Those who do risk control models are familiar with IV and PSI values, which are generally used to measure the importance of variables and PSI is used to monitor the stability of model scores and characteristics.
Generally, I am familiar with the calculation formula, but for the internal principle, why IV can measure the importance of variables and PSI can measure the stability of a feature may be a little vague, but not very clear. This paper starts with the formula and explains it from the perspective of entropy of information theory. Some personal understanding of the differences and connections between IV and PSI will also be given
IV definition
IV is spelled as Information Value, which is generally used for screening of model entry and to measure the predictive ability of features on models:
Among themIs the number of characteristic cases. The larger the IV value of a feature is, the greater the information value of the feature is. Why IV can represent the information of a feature, let’s start with the logarithmic term in the formula.
WOE was extracted from formula IV
Transform the above formula as follows
Among themIs the number of characteristic cases. We find that WOE is the logarithmic term of IV, and as you can see from the formula, originally defined as WOEProportion of bad guys in the total bad guyswithThe proportion of good people under this score to the total good peopleThe difference. ‘WOE’ means’ WOE ‘The ratio of bad users to good userswithTotal number of good users and total number of bad usersThe difference.
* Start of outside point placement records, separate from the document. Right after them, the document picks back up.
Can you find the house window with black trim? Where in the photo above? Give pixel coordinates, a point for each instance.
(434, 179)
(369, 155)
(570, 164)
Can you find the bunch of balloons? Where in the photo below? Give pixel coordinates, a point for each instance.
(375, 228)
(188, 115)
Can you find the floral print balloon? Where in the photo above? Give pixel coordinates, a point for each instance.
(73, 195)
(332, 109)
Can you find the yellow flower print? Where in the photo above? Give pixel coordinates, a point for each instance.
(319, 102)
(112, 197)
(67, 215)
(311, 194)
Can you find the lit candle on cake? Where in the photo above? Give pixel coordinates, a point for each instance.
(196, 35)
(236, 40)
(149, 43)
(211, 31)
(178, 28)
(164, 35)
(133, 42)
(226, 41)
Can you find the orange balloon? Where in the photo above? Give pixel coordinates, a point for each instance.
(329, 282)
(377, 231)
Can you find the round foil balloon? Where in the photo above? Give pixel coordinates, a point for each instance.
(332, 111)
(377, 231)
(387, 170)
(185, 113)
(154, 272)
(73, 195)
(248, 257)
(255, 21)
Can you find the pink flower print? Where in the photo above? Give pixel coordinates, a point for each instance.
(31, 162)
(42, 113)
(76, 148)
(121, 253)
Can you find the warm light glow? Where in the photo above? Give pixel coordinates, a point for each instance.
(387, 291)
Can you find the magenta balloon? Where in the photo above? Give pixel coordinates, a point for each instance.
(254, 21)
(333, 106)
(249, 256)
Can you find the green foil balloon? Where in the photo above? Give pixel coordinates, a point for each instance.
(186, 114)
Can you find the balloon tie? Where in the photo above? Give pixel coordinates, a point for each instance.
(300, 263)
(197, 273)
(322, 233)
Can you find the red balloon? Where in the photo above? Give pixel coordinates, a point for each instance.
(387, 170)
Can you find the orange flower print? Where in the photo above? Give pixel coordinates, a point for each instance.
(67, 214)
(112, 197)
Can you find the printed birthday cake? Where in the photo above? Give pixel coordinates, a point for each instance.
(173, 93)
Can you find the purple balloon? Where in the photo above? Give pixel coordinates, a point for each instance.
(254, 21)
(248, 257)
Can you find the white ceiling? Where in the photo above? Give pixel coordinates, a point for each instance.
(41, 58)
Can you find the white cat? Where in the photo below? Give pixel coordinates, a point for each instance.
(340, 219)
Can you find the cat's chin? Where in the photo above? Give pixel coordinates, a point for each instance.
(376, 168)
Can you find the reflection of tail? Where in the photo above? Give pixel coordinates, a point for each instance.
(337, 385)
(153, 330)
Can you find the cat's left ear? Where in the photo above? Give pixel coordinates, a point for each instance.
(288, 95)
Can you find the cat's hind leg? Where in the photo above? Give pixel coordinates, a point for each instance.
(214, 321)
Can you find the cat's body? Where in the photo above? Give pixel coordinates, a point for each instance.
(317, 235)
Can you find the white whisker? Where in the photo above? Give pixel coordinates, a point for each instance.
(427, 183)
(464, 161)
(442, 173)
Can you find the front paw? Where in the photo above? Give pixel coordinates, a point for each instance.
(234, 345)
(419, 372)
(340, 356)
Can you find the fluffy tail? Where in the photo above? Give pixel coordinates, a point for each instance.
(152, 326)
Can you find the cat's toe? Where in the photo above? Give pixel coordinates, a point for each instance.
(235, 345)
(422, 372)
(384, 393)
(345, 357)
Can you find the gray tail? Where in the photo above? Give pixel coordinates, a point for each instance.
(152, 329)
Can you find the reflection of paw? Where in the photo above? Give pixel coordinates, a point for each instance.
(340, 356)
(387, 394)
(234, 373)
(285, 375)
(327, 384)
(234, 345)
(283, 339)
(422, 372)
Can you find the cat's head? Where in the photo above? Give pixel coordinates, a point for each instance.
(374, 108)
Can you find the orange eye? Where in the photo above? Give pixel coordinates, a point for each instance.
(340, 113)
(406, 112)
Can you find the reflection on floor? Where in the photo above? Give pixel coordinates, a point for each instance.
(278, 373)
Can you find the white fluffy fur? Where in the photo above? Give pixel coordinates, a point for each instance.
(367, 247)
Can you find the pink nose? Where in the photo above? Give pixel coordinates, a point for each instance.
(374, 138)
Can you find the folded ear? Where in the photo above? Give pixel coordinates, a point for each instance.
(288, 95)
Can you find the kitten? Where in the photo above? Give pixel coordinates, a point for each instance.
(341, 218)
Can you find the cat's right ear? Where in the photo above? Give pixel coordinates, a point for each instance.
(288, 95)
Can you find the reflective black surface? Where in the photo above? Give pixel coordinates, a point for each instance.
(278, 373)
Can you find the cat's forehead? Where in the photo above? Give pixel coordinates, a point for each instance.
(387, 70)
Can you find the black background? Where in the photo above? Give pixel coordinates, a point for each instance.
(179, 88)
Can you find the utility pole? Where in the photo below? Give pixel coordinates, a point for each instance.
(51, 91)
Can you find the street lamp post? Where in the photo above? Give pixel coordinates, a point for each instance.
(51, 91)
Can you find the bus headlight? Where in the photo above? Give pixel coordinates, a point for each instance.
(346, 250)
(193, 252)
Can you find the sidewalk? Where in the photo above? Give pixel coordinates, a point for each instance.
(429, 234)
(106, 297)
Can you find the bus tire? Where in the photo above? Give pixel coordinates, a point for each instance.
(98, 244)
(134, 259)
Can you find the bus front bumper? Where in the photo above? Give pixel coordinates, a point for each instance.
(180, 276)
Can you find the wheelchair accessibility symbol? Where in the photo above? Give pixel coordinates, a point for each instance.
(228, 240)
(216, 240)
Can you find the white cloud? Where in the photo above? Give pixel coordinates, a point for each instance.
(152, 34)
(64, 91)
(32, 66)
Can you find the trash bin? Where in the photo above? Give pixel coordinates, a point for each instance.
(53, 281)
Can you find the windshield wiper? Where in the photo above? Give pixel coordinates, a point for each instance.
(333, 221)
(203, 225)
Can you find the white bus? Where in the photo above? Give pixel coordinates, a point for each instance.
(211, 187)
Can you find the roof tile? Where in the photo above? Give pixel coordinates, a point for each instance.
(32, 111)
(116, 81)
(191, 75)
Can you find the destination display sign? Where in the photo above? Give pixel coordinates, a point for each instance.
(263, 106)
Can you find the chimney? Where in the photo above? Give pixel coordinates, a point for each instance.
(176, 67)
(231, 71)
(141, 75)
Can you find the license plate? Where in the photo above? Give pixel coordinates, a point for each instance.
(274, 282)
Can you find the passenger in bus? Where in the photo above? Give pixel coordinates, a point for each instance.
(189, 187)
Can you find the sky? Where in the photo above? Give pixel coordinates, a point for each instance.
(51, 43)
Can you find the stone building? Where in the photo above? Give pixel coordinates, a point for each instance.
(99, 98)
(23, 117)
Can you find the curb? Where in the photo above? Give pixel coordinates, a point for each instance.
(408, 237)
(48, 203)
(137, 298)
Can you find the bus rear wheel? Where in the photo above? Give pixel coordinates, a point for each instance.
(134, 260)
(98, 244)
In conclusion, the larger WOE is, the greater the difference between the ratio of good and bad in this score segment is, and the stronger the distinguishing ability of this feature is.
In practice, WOE needs to be discretized first, which is commonly referred to as “box-splitting”. WOE compartments can be divided into supervised and unsupervised compartments: Generally, unsupervised compartments can be divided into equal frequency, equal distance and clustering methods. There are supervision methods such as Best-KS and Chi-square box splitting, which requires two articles, and we will discuss in detail if we have the opportunity.
Getting back to WOE, the traditional scorecard also adjusts the monotonicity of each segment for explainability after the feature is boxed to ensure monotonicity. In other words, if we define bad users as 1, the probability of predicting bad people will increase or decrease monotonically as the feature increases.
Now, let’s go back to the WOE formula, the logarithmic term of IV, which is actually part of the entropy of information, called self information.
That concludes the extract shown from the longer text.